Anoche, en ese otro país, la mariposa voló alrededor de mi equívoco, y hubo un cortejo de transmutaciones donde una mariposa era todas las mariposas, todas las dragonas eran una dragona, y los dos sótanos eran el mismo sótano. Las horas de la noche no podían pasar al día y las horas del día no podían pasar a la noche. Pero no me quedé con eso. Coloqué las horas pares en el sótano de un país y las horas impares en el sótano del otro. Esta experiencia, por fuera de todo campo físico y matemático, se dio gracias a un exhaustivo proceso alquímico-poético. Lo que una vez más me llevó a pensar en lo imprescindible del arte en general, pero por sobre todo, del arte de la palabra escrita. El arte de leer. Y no dejaré fuera de todo esto a los números, porque ellos, como queda claro, también tienen derecho de salir de su estrechez numérica.

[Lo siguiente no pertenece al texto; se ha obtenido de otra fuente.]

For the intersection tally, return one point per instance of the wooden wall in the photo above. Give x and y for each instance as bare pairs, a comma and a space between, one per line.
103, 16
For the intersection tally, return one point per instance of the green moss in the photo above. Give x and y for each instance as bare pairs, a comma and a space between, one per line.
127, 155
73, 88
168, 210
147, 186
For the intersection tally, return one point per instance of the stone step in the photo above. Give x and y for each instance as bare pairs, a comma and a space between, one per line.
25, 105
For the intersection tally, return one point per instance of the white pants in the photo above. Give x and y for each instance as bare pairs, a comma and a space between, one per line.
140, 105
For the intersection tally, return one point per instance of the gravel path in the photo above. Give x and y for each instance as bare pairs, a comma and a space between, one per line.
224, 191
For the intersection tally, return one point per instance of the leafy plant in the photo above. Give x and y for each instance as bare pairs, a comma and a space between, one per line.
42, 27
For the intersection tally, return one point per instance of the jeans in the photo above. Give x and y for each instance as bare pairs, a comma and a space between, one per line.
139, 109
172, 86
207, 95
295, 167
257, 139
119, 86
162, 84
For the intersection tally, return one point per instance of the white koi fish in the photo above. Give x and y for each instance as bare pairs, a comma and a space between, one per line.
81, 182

0020 es muy poderoso para mí. Le tengo un respeto absoluto. Lo activo en momentos de extrema necesidad porque su poder expansivo puede modificar el mundo para siempre. Mantengo alejada a la dragona de éste y otros códigos sagrados, porque todavía no me siento completamente habilitada en el uso responsable. Paso de la compulsión a la desesperanza con bastante dinamismo y la cosa no va por ahí.

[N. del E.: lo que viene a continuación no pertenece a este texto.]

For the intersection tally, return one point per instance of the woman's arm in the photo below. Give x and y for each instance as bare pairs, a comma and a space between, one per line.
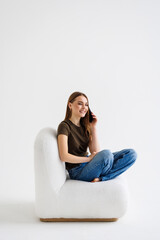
67, 157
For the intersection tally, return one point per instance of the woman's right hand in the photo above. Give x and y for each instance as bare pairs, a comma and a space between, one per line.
92, 155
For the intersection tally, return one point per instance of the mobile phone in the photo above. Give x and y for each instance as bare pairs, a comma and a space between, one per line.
90, 116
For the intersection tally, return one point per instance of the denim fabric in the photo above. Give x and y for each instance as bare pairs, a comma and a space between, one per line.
105, 165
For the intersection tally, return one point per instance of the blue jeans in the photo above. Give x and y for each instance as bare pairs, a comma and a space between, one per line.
104, 165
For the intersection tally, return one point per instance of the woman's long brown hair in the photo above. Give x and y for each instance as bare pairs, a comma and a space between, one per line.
85, 120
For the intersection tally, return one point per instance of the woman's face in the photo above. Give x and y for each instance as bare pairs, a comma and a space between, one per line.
79, 106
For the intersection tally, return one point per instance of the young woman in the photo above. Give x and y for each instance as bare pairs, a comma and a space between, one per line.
76, 133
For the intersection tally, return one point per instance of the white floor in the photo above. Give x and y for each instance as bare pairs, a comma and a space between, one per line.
18, 221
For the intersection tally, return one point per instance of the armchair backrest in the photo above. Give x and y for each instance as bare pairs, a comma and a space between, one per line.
47, 163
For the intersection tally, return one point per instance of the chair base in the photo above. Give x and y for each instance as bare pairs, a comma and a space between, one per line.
78, 219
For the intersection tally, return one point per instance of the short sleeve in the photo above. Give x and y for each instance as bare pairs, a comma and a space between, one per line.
63, 128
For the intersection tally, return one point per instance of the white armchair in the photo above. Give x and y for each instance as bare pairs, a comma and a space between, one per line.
59, 198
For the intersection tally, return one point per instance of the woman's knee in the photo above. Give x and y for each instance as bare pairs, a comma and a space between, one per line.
133, 154
107, 156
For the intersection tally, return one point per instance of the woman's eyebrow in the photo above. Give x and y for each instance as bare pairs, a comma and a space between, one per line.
82, 102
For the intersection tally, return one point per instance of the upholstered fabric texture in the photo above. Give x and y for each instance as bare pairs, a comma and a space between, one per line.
57, 196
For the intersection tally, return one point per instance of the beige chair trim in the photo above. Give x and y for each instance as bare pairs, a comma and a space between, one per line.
78, 219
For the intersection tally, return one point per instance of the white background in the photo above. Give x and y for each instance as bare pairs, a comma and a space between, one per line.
110, 51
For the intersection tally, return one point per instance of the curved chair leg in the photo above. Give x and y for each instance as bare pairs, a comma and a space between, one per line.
78, 219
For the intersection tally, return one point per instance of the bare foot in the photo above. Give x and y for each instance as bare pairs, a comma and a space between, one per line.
95, 180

Calibrar los ejes de la máquina me lleva un tiempo infinito y a veces trae recuerdo, otras veces, los códigos numéricos. Igualmente, ahora estoy en la cuestión del sótano y la niña que me besó en un excusado o bajo la luz tenue de las velas aromáticas que me regaló Eduardo. No diré su nombre de diosa griega. Ni describiré sus cabellos negros, sus ojos intensos, su violento amor de once años invadiendo el patio de mi casa, queriendo más y más sangre en los labios. Nuestro amor no nos impedía enamorarnos de Orlando. Nos besábamos pensando que él era yo, o era ella, que ella era yo, o yo era ella. Ahora, Orlando es poeta y ella... ¿Y ella?